Later that afternoon, an employee at the resort found the bodies of Kyle and Littlefield, each with several bullet wounds. Authorities say that about 45 minutes later, Routh visited his sister in Kyle’s truck; he told her that he had killed two people. She later called police.

Police found Routh sitting in Kyle’s truck in front of his home. While officers tried to coax Routh from the truck, Routh made several comments that brought questions about his sanity to light, including: “I don’t know if I’m going insane” and “Is this about hell walking on earth right now?”

Routh eventually fled in the truck after police were unsuccessful in coaxing him from the vehicle. A chase ensued that led to the eventual capture and arrest of Routh who was charged with capital murder.

Lancaster police Lt. Michael Smith testified in court that Routh said “he’d taken a couple of souls and he had more souls to take.”

Jurors who listened to testimony in the trial had three choices in their verdict: find Routh guilty of capital murder, find him not guilty, or find him not guilty by reason of insanity.

While mental stability was in question, a forensic psychologist testified that Routh was not legally insane and believed that he had attempted to portray insanity with ideas he received from television. He also stated that Routh suffered from a paranoid disorder that was exacerbated by alcohol and marijuana. Rather than defining Routh’s mental instability as “legally insane”, it was instead considered “cannabis-induced psychosis.”

The Texas jury found Routh guilty of capital murder.

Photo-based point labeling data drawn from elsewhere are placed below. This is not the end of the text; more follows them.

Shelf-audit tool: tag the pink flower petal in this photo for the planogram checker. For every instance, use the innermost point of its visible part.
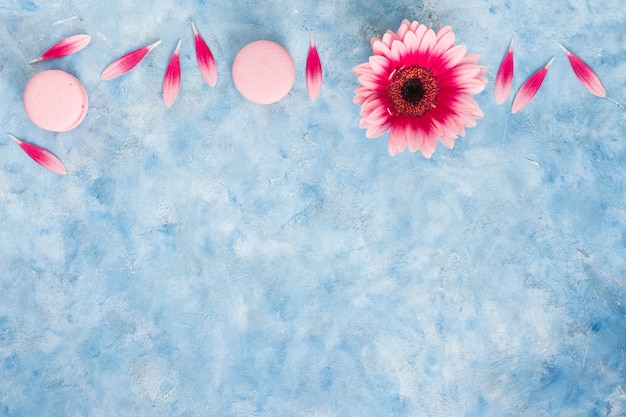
(530, 87)
(41, 156)
(129, 61)
(171, 81)
(585, 74)
(314, 71)
(206, 62)
(65, 47)
(504, 78)
(397, 139)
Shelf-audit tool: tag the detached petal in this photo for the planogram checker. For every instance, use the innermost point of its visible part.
(504, 78)
(41, 156)
(65, 47)
(129, 61)
(530, 87)
(585, 74)
(206, 62)
(171, 81)
(314, 71)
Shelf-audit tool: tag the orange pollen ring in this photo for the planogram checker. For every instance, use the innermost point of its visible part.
(413, 90)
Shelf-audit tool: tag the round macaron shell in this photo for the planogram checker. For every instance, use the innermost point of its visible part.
(263, 72)
(55, 100)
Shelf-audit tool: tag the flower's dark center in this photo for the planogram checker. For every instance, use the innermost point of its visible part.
(413, 90)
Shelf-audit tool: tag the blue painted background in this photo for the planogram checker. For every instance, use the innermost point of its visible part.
(222, 258)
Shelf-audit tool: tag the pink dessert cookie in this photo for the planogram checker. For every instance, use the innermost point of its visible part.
(55, 100)
(263, 72)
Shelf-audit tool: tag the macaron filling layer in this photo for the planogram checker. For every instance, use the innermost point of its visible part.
(55, 100)
(263, 72)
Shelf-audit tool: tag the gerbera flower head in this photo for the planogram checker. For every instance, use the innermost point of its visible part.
(418, 85)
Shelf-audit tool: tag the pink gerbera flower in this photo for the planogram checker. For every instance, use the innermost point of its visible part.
(418, 85)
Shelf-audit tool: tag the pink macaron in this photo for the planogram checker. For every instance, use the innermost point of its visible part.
(263, 72)
(55, 100)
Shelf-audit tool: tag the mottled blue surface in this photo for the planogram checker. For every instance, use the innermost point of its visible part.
(222, 258)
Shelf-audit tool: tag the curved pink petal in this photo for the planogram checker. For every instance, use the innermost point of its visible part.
(171, 81)
(41, 156)
(378, 63)
(65, 47)
(415, 137)
(314, 71)
(585, 74)
(206, 62)
(504, 77)
(397, 139)
(530, 87)
(127, 62)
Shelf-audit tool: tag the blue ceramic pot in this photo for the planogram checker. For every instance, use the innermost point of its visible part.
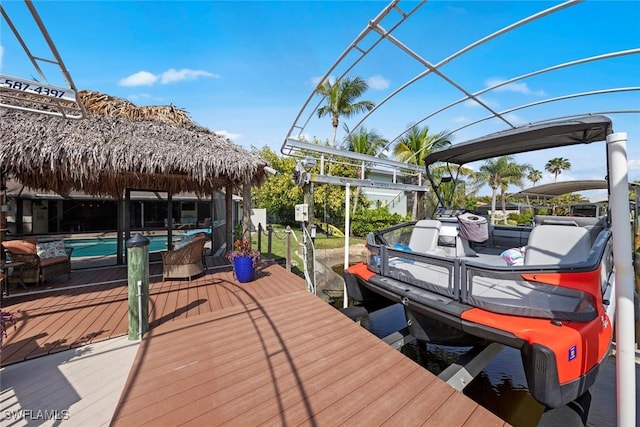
(243, 266)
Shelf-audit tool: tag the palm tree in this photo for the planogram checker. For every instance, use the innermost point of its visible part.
(340, 100)
(364, 142)
(556, 166)
(499, 173)
(534, 176)
(415, 145)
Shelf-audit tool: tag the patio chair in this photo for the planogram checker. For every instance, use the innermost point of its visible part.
(184, 262)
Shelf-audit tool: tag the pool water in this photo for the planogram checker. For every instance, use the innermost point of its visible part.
(106, 246)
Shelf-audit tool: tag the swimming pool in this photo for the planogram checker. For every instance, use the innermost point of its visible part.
(105, 246)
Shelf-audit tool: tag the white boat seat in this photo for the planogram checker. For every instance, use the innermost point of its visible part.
(557, 245)
(424, 237)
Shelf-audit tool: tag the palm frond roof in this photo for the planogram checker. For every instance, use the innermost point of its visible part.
(118, 146)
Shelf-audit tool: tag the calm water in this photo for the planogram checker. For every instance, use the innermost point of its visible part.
(106, 246)
(501, 387)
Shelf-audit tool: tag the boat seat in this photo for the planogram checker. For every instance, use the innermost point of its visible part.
(557, 245)
(424, 237)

Since prosecutors did not seek the death penalty, Routh will automatically serve a life sentence without parole. His defense team plans on appealing the conviction.

Kyle was a former Navy Seal and had the most recorded kills of any US sniper. Kyle’s memoirs about four tours of duty in Iraq were turned into the movie “American Sniper”, directed by Clint Eastwood, which was nominated for best film at the Oscars this year.